Yes! I wrote what started as a short story when I was 12, and it evolved into my first real attempt at a novel. Over the next three years I got about 26,000 words in and had a very very loose outline. However, I got stuck and never finished it.
My mom loved it, and kept asking when I was going to finish it. I tried to revive it in college, revamping the plot a little bit and giving the characters a little bit of personality. However, I just couldn't get behind it - it still felt childish and unrealistic.
Fast forward to this February, about 11 years after the initial attempt. I really didn't want to do work one day, so I ended up going back to that story instead and tried to fix the outline. I cut a lot of characters, added some new characters, totally nuked the plotline, and it's barely recognizable now. One of the main characters kept his name, another kept her backstory (the MC), and two secondary characters kept their basis in place. There are one or two scenes that stuck around, but for the most part, it's completely different and is now what it was originally trying to be. I just had to grow up before I could understand that the trauma I was trying to give the MC was PTSD, what a reasonable way for her to stop living on the streets was, and to figure out what ages these characters needed to be (they started off 12, now they're 17/18). They also all got personality transplants, so the one who started as "sports guy" is now "lovable nerd with unusual hobbies who loves trying to solve mysteries, rambles a lot, and gets very excited by the things he likes," etc.

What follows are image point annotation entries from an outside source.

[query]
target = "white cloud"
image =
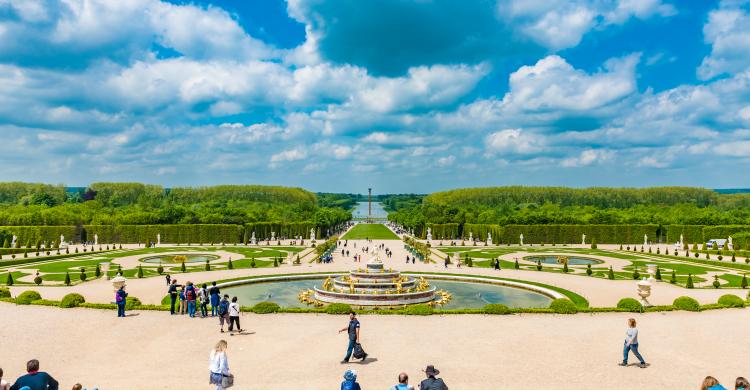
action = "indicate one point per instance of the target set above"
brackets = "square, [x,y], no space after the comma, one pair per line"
[728,32]
[514,141]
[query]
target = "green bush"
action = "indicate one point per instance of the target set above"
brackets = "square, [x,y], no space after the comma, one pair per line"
[630,305]
[563,306]
[338,308]
[686,303]
[26,297]
[496,308]
[132,302]
[418,310]
[265,308]
[72,300]
[731,300]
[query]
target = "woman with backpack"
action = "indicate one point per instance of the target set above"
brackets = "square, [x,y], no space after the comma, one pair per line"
[203,297]
[224,312]
[121,299]
[218,367]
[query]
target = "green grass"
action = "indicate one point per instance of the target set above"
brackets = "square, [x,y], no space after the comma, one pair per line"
[373,231]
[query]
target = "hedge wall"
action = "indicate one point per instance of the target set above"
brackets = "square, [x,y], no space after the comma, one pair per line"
[443,231]
[43,233]
[479,231]
[288,230]
[179,234]
[571,234]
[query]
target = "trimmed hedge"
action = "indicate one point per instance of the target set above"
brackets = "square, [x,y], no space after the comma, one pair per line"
[563,306]
[338,308]
[731,300]
[686,303]
[496,308]
[26,297]
[265,308]
[72,300]
[630,305]
[418,310]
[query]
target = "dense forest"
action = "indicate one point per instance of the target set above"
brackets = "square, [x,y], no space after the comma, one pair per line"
[30,204]
[558,205]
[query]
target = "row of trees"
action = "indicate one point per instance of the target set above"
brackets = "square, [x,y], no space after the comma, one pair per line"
[24,204]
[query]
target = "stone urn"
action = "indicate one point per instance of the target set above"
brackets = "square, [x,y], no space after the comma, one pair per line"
[118,281]
[644,291]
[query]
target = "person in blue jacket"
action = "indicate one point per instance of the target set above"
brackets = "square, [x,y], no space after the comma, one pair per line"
[35,379]
[121,298]
[350,381]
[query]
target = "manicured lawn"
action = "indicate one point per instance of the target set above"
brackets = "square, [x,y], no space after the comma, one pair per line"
[373,231]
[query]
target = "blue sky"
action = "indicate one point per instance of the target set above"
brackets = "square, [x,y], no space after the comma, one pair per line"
[397,95]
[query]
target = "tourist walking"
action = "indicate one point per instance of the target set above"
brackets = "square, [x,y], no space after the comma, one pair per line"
[215,298]
[35,379]
[432,382]
[3,384]
[223,312]
[350,381]
[631,344]
[121,298]
[218,367]
[403,383]
[173,293]
[711,383]
[203,297]
[234,315]
[190,297]
[352,330]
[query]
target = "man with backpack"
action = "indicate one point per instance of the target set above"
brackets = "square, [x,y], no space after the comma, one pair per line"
[224,312]
[190,297]
[121,299]
[215,298]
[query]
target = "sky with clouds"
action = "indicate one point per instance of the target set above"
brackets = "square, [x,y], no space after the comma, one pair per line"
[398,95]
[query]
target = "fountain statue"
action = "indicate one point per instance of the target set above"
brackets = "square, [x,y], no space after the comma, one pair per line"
[644,291]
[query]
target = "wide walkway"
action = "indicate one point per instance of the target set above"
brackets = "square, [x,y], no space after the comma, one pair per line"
[151,350]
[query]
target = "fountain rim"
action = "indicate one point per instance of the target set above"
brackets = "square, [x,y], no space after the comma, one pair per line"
[455,278]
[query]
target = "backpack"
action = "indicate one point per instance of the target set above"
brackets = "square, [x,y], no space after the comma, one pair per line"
[223,308]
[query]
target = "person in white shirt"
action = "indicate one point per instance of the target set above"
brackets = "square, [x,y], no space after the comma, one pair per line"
[218,365]
[234,315]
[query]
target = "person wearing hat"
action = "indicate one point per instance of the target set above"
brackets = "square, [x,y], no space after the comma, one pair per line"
[432,383]
[350,381]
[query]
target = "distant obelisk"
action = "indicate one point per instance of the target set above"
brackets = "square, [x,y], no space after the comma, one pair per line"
[369,204]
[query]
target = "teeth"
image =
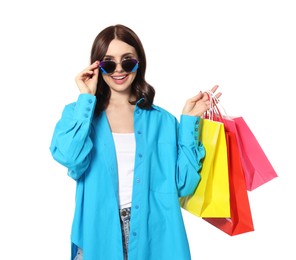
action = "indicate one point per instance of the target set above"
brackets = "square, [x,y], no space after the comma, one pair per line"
[121,77]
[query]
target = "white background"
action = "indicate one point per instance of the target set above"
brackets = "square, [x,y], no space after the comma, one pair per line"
[247,47]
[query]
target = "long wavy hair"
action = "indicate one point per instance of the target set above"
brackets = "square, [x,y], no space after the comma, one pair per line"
[140,88]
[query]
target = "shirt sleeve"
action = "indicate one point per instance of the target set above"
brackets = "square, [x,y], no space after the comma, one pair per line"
[190,155]
[71,144]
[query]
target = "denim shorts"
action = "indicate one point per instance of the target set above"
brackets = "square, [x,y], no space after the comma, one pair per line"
[125,216]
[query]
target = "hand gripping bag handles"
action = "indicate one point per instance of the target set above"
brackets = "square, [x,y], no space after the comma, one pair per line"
[212,196]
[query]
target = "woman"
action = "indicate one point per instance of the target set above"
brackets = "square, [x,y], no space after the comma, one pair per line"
[131,159]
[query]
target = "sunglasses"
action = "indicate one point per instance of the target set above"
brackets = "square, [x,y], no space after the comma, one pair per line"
[108,66]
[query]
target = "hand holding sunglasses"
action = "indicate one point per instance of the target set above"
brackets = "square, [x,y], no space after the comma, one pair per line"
[109,66]
[87,79]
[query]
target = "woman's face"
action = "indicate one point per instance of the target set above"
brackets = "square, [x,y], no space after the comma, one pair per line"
[120,80]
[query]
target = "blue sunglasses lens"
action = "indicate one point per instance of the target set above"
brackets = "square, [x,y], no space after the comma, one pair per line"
[108,67]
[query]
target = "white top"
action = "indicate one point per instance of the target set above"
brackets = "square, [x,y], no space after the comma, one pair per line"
[125,146]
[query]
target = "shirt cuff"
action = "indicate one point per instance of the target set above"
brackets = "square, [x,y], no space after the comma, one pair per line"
[188,131]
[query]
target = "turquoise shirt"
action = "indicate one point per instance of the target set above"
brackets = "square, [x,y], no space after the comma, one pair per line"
[167,164]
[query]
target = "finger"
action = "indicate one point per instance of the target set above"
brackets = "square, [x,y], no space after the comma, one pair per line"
[196,97]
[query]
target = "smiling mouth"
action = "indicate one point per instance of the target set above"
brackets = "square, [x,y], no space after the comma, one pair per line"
[118,77]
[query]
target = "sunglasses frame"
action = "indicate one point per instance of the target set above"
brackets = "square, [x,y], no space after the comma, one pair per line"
[111,61]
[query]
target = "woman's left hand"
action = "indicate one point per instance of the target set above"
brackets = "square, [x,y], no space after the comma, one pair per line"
[199,104]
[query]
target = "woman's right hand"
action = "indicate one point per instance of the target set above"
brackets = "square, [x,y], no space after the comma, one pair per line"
[87,79]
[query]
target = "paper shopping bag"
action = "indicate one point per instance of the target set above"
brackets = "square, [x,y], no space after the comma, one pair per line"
[211,197]
[241,217]
[257,167]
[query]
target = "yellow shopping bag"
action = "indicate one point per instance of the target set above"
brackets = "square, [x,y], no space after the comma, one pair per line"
[211,197]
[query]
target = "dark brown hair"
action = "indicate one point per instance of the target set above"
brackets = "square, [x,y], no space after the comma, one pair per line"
[140,88]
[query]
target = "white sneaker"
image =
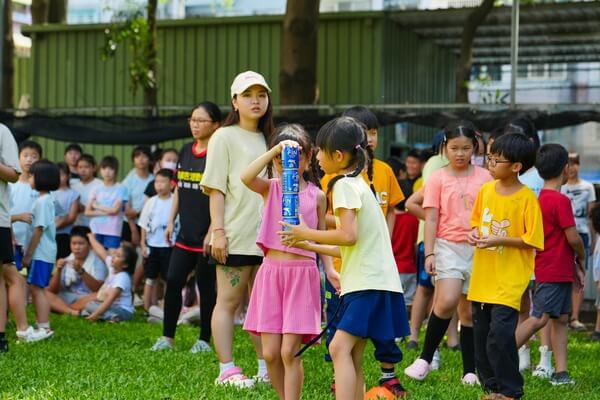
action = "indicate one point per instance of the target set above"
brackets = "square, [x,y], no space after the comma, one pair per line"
[436,360]
[31,335]
[470,379]
[543,372]
[524,358]
[200,347]
[234,377]
[162,344]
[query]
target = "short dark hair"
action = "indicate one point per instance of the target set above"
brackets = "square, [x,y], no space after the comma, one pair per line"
[88,158]
[80,231]
[73,146]
[130,256]
[363,115]
[525,126]
[595,217]
[414,153]
[46,176]
[515,147]
[551,160]
[141,150]
[165,172]
[30,144]
[110,162]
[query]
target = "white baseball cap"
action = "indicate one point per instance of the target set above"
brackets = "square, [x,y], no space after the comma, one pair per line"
[246,79]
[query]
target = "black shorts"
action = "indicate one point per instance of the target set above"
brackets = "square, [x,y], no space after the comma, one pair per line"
[238,260]
[552,298]
[157,262]
[6,251]
[63,245]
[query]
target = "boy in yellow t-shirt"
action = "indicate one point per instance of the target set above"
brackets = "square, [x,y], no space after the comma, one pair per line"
[507,229]
[385,187]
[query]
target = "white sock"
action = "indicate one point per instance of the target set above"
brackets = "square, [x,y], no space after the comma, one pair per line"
[225,366]
[262,367]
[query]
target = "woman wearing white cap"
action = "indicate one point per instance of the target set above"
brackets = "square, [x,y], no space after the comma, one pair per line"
[235,214]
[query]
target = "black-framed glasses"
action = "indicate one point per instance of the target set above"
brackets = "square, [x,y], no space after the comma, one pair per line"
[199,121]
[493,161]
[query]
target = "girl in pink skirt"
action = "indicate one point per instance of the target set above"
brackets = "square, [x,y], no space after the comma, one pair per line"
[285,305]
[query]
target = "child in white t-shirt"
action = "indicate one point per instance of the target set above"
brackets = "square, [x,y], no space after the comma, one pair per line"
[113,301]
[156,247]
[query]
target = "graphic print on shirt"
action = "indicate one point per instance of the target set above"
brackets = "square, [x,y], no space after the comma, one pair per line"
[489,226]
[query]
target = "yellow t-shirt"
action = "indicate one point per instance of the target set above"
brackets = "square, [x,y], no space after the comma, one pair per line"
[387,191]
[230,150]
[501,274]
[369,264]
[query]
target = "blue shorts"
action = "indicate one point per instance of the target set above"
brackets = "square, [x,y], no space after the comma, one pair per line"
[40,273]
[423,278]
[19,257]
[109,241]
[375,314]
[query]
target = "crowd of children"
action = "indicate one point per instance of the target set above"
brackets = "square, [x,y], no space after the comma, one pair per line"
[496,237]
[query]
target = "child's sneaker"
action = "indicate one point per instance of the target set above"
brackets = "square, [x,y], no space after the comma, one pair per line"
[543,372]
[575,324]
[561,378]
[418,370]
[394,386]
[524,358]
[200,347]
[262,378]
[162,344]
[412,345]
[470,379]
[234,377]
[31,335]
[436,361]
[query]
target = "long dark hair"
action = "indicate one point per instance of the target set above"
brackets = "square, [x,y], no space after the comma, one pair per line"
[298,134]
[265,123]
[347,135]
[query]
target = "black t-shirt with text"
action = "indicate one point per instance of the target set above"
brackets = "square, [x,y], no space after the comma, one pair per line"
[194,212]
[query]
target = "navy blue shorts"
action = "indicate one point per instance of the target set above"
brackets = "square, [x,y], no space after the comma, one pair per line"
[19,257]
[40,273]
[109,241]
[423,278]
[375,314]
[552,298]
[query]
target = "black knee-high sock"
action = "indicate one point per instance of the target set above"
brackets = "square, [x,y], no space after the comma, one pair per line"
[467,347]
[436,327]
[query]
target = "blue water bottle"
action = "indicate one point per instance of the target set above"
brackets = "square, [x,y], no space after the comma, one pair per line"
[290,184]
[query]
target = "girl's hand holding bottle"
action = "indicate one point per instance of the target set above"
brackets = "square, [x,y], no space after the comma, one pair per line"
[219,245]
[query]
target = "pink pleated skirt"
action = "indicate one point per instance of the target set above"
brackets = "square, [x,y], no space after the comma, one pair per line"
[285,298]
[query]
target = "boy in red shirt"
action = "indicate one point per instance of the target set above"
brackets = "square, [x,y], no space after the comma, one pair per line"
[560,265]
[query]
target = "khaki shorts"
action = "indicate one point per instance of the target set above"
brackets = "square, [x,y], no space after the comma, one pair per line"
[453,261]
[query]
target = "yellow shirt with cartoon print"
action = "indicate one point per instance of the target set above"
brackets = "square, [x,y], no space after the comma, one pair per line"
[501,274]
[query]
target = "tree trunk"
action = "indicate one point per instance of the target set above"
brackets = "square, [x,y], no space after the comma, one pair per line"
[8,69]
[465,60]
[57,12]
[150,91]
[298,63]
[39,11]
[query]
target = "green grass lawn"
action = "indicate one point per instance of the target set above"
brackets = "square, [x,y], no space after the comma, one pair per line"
[112,361]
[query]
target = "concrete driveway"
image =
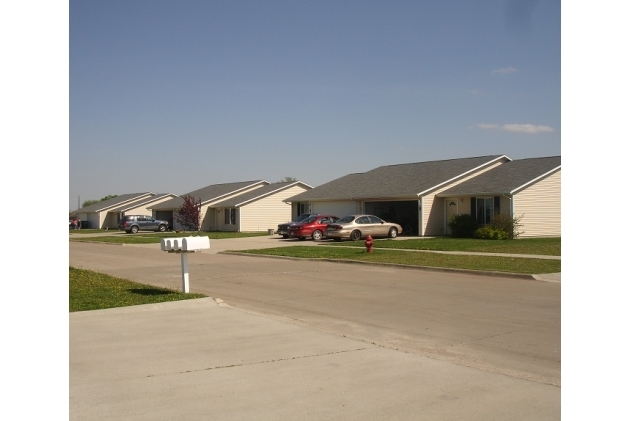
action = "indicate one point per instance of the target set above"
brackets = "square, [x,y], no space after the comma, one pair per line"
[204,359]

After two and a half days of intense re-outlining, I started writing with the goal to finish by my mom's birthday in mid-April. I'm close to 80,000 words in now, hoping my outline makes it to 100,000, and ultimately plan to try to get it traditionally published (after a ton of revision).
It took an absolute massacre of the original, but the premise is still what it was when I was 12: Homeless girl with the same backstory makes a friend and begins to rejoin society as she works through her past. Except this time, it makes sense and is realistic.